Personal information
- Born: Péter Buchwald 17 February 1938 (age 88) Budapest, Hungary

Fencing career
- Sport: Fencing
- Country: Hungary
- Weapon: Sabre
- Club: Bp. Honvéd

Medal record
Men's sabre
Representing Hungary
| Event | 1st | 2nd | 3rd |
| Olympic Games | 0 | 0 | 2 |
| World Championships | 1 | 3 | 4 |
| Total | 1 | 3 | 6 |
Olympic Games
| Bronze medal – third place | 1968 Mexico City | Team |
| Bronze medal – third place | 1972 Munich | Team |
World Championships
| Gold medal – first place | 1966 Moscow | Team |
| Silver medal – second place | 1962 Buenos Aires | Team |
| Silver medal – second place | 1967 Montreal | Team |
| Silver medal – second place | 1971 Vienna | Team |
| Bronze medal – third place | 1961 Turin | Team |
| Bronze medal – third place | 1963 Gdańsk | Team |
| Bronze medal – third place | 1969 Havana | Individual |
| Bronze medal – third place | 1969 Havana | Team |
Summer Universiade
| Gold medal – first place | 1961 Sofia | Individual |
| Gold medal – first place | 1961 Sofia | Team |
| Gold medal – first place | 1963 Porto Alegre | Team |
| Gold medal – first place | 1965 Budapest | Team |
| Silver medal – second place | 1963 Porto Alegre | Individual |
| Silver medal – second place | 1965 Budapest | Individual |

= Péter Bakonyi (fencer, born 1938) =

Hungarian fencer

Péter Bakonyi (Buchwald) (born 17 February 1938) is a Hungarian Olympic sabre fencer. He won two Olympic bronze medals, and one World Championship gold medal.

==Biography==
He was born in Budapest, Hungary, and is Jewish.

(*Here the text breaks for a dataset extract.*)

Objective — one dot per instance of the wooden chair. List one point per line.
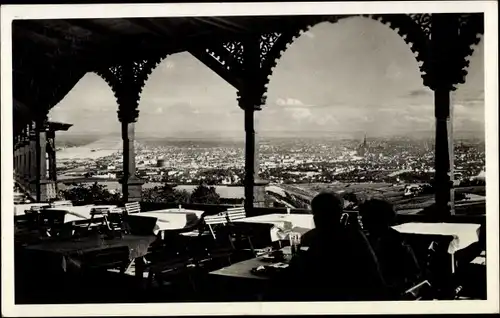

In 1966, fencing for Hungary, he won the gold medal in the men's team sabre at the Fencing World Championships.

He won bronze medals for Hungary in the team sabre events at the 1968 and 1972 Summer Olympics. In 1969, he won bronze medals in the individual sabre and team sabre in the Senior Fencing World Championships.

In 2000, he won the gold medal in the Men's Sabre 60+ at the Veteran World Championships.